Amaimon menjejakkan bootsnya di jalan batu yang ditutupi salju. Kepalanya menengadah, mengamati kemegahan mansion super besar di hadapannya dengan tampang datar.

Hari ini pemilik mansion itu meninggal, itu yang sudah mereka sepakati. Para maid terlihat berlalu lalang di lorong lantai dua, gelisah karena sang Duke tidak mau keluar kamarnya dan tidak ingin bertemu siapapun, membatalkan acara makan siang bersama kolega perusahaannya, dan menarik diri dari pesta minum teh dengan Pangeran Wales.

"Tunggu di sini," Amaimon memerintahkan Behemoth yang sejak tadi sibuk mengunyah tanaman tak jauh darinya. Behemoth mengambil jeda setelah Amaimon memperingatinya untuk menurut dan mengamati tuannya yang melompat ke salah satu jendela di lantai dua yang terbuka.

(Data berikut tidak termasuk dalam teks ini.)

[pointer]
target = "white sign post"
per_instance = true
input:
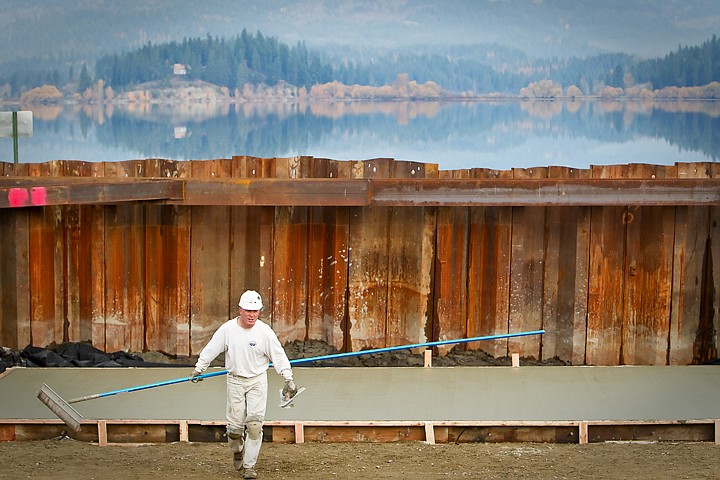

"Tuan, saya membawakan teh dan kue,"

"Pergilah aku tidak menginginkannya,"

Ada jeda sesaat, setelah suara Duke Rutherford berlalu dingin menolak tawaran pelayannya. Pelayan wanita berusia empat puluhan yang sudah mengabdi padanya bertahun-tahun itu tampak bersedih, namun ia membungkuk dan meninggalkan ruangan itu.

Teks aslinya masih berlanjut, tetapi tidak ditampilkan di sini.